The Lady Bamford Charitable Trust approached AIACA in October 2018 to undertake a verification process for the craft of scrap weaving and knitting, being practised by a cluster of women at Devli village in Palwal Haryana, near the Ballabhgarh unit.
The cluster consisted of 16 women regularly working on multiple crafts like knitting, crochet and scrap weaving. They have been practising these skills for the past 17-18 years without any formal training.
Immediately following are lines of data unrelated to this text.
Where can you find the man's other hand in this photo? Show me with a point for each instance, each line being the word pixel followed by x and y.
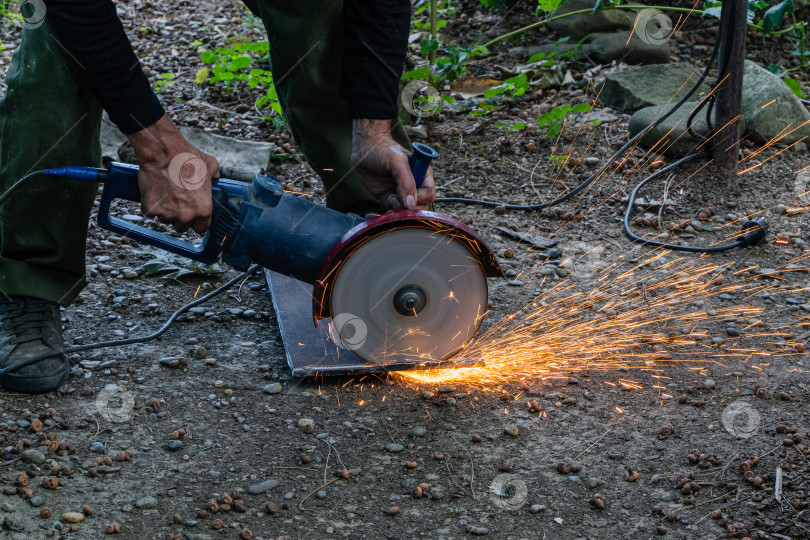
pixel 382 166
pixel 174 177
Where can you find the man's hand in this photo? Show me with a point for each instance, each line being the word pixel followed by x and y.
pixel 382 166
pixel 174 177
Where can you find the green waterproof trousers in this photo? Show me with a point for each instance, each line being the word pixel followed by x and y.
pixel 49 118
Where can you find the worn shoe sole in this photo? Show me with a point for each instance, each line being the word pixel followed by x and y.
pixel 14 382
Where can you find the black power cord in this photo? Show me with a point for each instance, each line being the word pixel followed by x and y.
pixel 753 231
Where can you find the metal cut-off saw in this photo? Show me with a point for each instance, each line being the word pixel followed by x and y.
pixel 391 291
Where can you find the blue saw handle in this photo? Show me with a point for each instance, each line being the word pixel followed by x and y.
pixel 122 183
pixel 419 162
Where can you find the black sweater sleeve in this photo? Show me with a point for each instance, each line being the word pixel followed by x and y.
pixel 92 35
pixel 376 42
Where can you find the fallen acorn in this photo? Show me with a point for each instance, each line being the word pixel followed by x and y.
pixel 72 517
pixel 667 430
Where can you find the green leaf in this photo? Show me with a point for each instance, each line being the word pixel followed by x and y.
pixel 775 15
pixel 417 74
pixel 240 62
pixel 427 46
pixel 494 91
pixel 793 84
pixel 209 57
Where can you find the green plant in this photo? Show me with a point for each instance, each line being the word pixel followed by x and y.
pixel 515 86
pixel 554 120
pixel 238 63
pixel 164 81
pixel 510 127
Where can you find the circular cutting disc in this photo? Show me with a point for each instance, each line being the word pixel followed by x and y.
pixel 397 265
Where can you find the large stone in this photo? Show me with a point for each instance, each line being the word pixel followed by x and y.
pixel 645 86
pixel 676 141
pixel 622 47
pixel 769 107
pixel 578 26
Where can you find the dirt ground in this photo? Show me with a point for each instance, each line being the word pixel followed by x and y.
pixel 686 440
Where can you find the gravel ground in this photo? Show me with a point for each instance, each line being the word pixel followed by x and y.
pixel 204 434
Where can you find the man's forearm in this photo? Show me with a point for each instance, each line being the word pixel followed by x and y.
pixel 93 38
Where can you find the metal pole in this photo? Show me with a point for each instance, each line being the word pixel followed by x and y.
pixel 728 104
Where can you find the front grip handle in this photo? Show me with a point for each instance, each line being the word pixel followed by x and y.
pixel 122 183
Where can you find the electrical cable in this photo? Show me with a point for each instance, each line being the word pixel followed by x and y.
pixel 752 233
pixel 602 169
pixel 140 339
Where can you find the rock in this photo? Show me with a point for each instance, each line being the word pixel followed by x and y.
pixel 762 87
pixel 238 159
pixel 74 517
pixel 605 48
pixel 578 26
pixel 645 86
pixel 33 456
pixel 97 447
pixel 146 502
pixel 477 531
pixel 263 487
pixel 174 446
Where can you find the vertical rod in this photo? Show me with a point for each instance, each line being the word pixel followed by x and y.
pixel 728 105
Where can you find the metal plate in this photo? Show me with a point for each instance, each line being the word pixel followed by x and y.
pixel 309 349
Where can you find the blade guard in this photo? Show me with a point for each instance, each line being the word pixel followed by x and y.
pixel 340 252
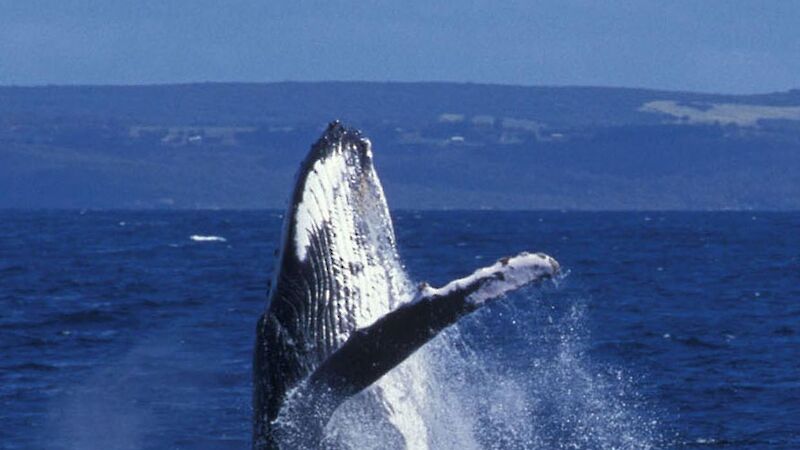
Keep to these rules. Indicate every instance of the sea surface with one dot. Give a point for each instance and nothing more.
(134, 330)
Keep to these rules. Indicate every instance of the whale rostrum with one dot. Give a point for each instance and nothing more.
(339, 315)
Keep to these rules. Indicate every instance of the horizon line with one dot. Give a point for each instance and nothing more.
(394, 82)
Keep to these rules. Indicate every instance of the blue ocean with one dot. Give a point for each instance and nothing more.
(134, 330)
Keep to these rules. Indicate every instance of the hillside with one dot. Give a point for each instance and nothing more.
(437, 145)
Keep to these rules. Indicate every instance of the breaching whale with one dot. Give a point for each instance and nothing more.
(337, 320)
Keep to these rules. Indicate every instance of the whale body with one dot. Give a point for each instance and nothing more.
(340, 315)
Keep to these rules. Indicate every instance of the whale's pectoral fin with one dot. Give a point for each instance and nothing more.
(371, 352)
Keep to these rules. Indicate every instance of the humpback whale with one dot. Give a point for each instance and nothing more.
(338, 317)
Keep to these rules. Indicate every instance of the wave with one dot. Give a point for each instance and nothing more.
(201, 238)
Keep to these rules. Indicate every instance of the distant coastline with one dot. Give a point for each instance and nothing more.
(438, 145)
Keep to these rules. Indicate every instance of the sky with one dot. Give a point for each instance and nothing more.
(726, 46)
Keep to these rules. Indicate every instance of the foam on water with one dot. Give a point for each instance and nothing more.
(459, 392)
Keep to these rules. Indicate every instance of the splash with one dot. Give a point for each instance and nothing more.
(515, 376)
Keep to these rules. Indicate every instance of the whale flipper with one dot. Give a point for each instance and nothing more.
(336, 321)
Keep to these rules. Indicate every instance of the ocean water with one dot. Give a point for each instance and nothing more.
(134, 330)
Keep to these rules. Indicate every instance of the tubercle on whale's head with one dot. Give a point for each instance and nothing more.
(337, 135)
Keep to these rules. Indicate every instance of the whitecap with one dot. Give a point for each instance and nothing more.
(200, 238)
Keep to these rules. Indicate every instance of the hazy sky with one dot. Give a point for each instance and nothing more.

Yet, they have learnt these as intergenerational skills passed on within families.
AIACA aims to build these women artisans in Devli into a sustainable scrap weaving enterprise while simultaneously developing a coherent identity through strategic marketing and brand building.
AIACA initially identified 20 women artisans; however, the cluster can expand to 30 women; the rest come intermittently for work on a piece-rate basis.
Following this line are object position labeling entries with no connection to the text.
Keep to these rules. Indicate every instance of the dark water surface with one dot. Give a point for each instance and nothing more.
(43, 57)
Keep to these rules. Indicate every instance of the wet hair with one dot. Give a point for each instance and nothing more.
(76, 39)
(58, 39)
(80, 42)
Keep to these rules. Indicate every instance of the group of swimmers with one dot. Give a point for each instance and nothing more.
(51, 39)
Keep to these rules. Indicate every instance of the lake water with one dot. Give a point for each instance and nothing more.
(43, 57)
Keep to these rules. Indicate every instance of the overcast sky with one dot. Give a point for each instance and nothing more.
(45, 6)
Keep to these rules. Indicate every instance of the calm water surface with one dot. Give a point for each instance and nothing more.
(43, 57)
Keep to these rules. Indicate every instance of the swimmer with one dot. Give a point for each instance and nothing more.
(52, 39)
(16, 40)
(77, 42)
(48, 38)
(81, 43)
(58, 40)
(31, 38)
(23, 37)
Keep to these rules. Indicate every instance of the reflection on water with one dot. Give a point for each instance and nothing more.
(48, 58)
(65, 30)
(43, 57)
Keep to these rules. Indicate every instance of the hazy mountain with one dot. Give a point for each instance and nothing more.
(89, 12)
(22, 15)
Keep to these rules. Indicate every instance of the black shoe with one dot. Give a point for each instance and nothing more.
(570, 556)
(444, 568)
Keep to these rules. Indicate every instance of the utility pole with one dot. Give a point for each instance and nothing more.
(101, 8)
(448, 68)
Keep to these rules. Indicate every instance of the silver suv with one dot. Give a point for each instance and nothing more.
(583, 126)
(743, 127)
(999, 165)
AIACA started this project intervention with 20 scrap weaving artisans where key strategies like new product development, weaving skills, skill development through production, business skill development were adopted.
Some key assumptions behind the project are that the skills being practised by the women artisans are being handed down over generations; hence qualify as local crafts, indigenous to and embedded within the context.
So far in this project, 25 women artisans have advanced skills to undertake a sustainable weaving enterprise and have an increased understanding of financial and business planning (costing, pricing, quality control and enterprise management).